Я хочу вас спросить. Во что вы оцениваете один вечер у костра на берегу? Вам шестнадцать лет, одной щекой вы чувствуете жар костра, другой — ветерок с моря, ступни холодит песок, даже зад сквозь джинсы пробирает, но что это против обжигающих губ девушки, которую вы почти не видите в темноте, горячих и влажных губ, по вкусу напоминающих текилу? С этой девушкой у вас телепатическая связь, все сожаления, все разочарования и утраты забыты, а будущее видится как сплошной рок-н-ролл...
Что вы готовы за это отдать? И сколько это потянет на весах против вашего долга по отношению к мертвым?
Ответ простой: взглянул и пошел дальше. Тряхнул головой и снова превратился в мстителя-одиночку. Сохранил душу — и слава богу.
Но это не мой случай. Я остался с семейством Локано на долгие годы, уже получив от них все, что хотел, и тем самым превратил свою миссию в сущую пародию. Можно сказать, то, как меня воспитали дед с бабушкой, сделало меня беззащитным перед людьми, для которых ложь и манипулирование окружающими давно стали видом развлечения, если не образом жизни. Но правда и то, что рядом с Локано я был счастлив, и хотелось, чтобы так продолжалось вечно.
Впрочем, если уж на то пошло, за эти годы я натворил много чего и похуже.
ГЛАВА 3
В типе, лежащем в кровати в Анадейлском крыле, я узнаю Эдди Скилланте, он же Эдди Консоль.
— Что, блин, это значит? — взвываю я, хватая его за грудки и бросая быстрый взгляд на сводку о здоровье. — Здесь сказано, что твоя фамилия ЛоБрутто!
Вид у него был растерянный.
— Правильно, ЛоБрутто.
— Разве не Скилланте?
— Это кличка.
— Скилланте? Кличка?
— От «Джимми Скилланте».
— Кто? Этот придурок-мусорщик?
— Эй, полегче. Этот парень вдохнул новую жизнь в мусорную отрасль. Он был моим корешем.
— Погоди, — говорю. — Ты получил кличку Скилланте, потому что Джимми Скилланте был твоим корешем?
— Ну да. Хотя вообще-то он Винсент.
— Что ты мне мозги пудришь! Я знал девчонку по имени Барбара, но я же не прошу называть меня Бабс.
— И правильно делаешь.
— А Эдди Консоль?
— Еще одна кликуха. От «Консолидейтед». — Он хохотнул. — По-твоему, Консолидейтед годится для фамилии?
Я отпустил его:
— Ладно, разобрались.
Он потер грудь:
— Ну, ты, Медвежья Лапа, даешь...
— Не зови меня так.
— О'кей... — Он вдруг осекся. — Постой. Если ты не знал, что я Скилланте, как ты меня нашел?
— Я тебя не нашел.
— Не понял?
— Ты пациент. А я врач.
— Я тоже могу надеть халат.
— Я правда врач.
Мы сверлим друг друга глазами. Потом он говорит:
— Пошел ты знаешь куда!
Я отмахиваюсь:
— Это за углом.
— Разбежался. Мазлтов![17]
В ответ он качает головой:
— Ну, вы, евреи, блин, даете. Что, умников уже не принимают в юристы?

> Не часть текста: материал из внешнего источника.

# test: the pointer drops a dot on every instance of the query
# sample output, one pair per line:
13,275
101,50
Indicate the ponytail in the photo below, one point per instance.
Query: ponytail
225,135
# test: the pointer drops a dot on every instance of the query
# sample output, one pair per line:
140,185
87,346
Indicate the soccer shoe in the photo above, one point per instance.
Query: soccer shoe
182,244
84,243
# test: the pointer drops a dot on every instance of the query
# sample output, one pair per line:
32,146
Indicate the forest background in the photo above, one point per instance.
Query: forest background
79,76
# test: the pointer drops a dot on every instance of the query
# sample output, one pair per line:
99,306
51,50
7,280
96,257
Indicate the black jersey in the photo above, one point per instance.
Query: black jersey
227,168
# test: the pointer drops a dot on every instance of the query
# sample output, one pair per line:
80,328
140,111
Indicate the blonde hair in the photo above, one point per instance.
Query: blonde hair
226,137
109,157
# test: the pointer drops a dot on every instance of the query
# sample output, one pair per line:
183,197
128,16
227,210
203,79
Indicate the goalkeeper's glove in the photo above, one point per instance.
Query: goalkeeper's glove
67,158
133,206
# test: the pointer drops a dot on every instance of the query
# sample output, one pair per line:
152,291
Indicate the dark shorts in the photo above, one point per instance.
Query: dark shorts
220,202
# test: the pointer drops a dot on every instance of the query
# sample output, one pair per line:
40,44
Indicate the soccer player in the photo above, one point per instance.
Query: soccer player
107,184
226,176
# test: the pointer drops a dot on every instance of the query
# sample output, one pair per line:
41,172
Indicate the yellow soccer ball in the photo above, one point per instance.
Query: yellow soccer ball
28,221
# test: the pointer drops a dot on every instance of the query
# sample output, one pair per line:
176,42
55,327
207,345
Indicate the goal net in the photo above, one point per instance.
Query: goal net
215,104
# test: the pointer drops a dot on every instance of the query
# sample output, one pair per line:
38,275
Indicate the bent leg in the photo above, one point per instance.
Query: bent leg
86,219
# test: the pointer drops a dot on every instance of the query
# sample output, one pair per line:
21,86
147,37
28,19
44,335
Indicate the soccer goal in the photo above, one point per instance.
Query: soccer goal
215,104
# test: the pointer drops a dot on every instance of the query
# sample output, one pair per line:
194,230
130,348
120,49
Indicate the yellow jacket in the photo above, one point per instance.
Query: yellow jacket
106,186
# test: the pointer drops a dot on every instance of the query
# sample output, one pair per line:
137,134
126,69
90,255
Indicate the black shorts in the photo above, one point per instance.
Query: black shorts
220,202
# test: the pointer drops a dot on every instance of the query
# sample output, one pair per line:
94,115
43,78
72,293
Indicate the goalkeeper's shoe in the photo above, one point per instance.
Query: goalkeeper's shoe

— Я никогда не был умником.
— Мои соболезнования.
— Как-нибудь обойдусь без твоих соболезнований,
— Упс. Не расстраивайся, дело наживное.
Я уже забыл, как эта братия разговаривает. Словно у них съезд мафиози-демократов.
— Ты тоже, — говорю, — не расстраивайся. Половина ребят, которых я отправил на тот свет по заказу Дэвида Локано, были умниками.

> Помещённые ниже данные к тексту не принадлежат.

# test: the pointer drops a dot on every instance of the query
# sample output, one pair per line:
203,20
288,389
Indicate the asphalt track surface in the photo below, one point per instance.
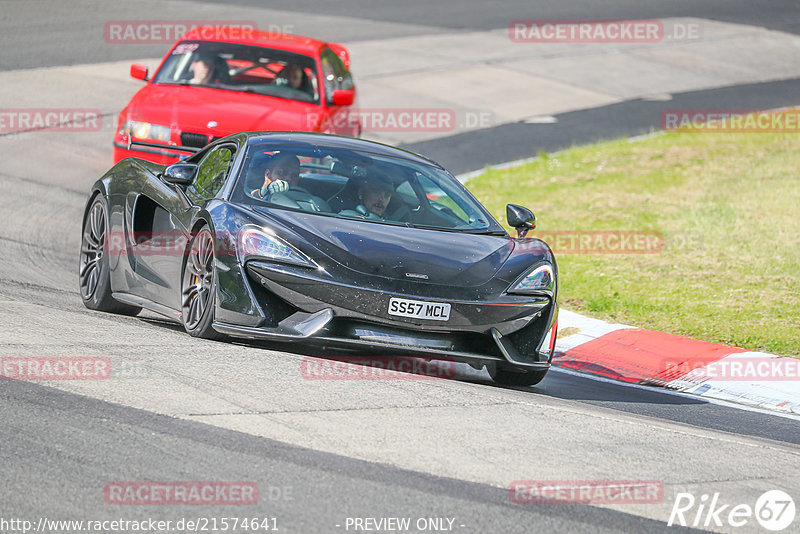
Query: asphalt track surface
410,449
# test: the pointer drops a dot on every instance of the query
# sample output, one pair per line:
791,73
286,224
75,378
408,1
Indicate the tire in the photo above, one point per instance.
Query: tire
94,277
199,286
508,377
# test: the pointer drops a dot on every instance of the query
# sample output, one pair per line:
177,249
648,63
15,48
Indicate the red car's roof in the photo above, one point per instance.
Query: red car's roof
239,35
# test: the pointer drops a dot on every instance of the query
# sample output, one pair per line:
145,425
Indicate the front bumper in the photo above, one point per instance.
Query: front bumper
509,329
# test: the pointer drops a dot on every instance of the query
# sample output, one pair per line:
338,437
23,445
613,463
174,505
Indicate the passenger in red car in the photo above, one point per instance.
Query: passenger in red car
296,78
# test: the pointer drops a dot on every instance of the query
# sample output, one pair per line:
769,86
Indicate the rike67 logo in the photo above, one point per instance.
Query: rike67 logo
774,510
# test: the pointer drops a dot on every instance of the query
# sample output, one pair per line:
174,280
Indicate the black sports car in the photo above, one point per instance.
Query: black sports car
324,239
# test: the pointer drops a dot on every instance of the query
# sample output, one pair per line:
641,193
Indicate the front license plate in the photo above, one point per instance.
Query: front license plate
435,311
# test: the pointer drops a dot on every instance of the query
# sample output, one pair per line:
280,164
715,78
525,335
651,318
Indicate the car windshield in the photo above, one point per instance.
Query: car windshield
243,68
338,182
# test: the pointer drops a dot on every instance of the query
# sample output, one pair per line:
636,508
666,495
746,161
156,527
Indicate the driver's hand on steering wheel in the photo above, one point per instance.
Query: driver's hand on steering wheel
276,186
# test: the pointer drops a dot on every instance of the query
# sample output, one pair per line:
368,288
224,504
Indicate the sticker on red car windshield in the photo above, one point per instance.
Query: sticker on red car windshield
185,48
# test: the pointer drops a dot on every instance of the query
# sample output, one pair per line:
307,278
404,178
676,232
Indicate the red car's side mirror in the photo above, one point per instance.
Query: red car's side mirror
342,52
343,97
139,72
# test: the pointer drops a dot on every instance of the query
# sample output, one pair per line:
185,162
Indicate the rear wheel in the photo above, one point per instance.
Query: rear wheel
93,269
199,287
516,377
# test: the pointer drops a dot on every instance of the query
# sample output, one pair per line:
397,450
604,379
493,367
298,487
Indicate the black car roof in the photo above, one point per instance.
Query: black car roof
336,141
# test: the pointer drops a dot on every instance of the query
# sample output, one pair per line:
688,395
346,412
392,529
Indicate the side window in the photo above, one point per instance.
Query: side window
211,175
334,73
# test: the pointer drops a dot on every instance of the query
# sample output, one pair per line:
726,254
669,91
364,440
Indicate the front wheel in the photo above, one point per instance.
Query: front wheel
199,287
93,268
514,377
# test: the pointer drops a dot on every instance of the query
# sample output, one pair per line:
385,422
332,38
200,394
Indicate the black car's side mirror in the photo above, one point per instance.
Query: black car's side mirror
180,173
520,218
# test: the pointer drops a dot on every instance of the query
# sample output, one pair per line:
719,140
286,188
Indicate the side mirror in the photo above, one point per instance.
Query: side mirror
342,52
139,72
179,173
343,97
520,218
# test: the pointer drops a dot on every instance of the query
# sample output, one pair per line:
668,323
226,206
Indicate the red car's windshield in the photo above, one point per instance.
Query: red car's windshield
243,68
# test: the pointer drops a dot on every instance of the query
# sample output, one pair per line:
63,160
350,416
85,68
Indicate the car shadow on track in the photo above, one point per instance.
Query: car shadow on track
336,363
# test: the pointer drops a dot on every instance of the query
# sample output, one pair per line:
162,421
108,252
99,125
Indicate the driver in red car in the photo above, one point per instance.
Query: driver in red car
282,172
202,70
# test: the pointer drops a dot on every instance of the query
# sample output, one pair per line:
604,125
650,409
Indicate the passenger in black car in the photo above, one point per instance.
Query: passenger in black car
374,195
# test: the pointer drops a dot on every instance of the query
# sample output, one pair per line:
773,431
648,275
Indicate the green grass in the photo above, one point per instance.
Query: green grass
727,205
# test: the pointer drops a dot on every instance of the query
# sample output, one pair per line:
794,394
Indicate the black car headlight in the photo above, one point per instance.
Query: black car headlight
539,279
255,242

Он сглотнул, что не так-то просто сделать, когда ты лежишь на капельнице.
— Ты меня убьешь, Медвежья Лапа?
— Пока не решил.
Он инстинктивно поднимает взгляд на емкость с физиологическим раствором.
— Если и убью, — говорю, — то не через капельницу. Когда бы пузырек воздуха, введенный в капельницу, действительно убивал, половина пациентов Манхэттенской католической больницы уже давно была бы на том свете. В реальности смертельная доза — по крайней мере для половины людей — составляет два кубических сантиметра на килограмм живого веса. В случае с ЛоБрутто, или как там его зовут, это, считайте, десять шприцев.[18]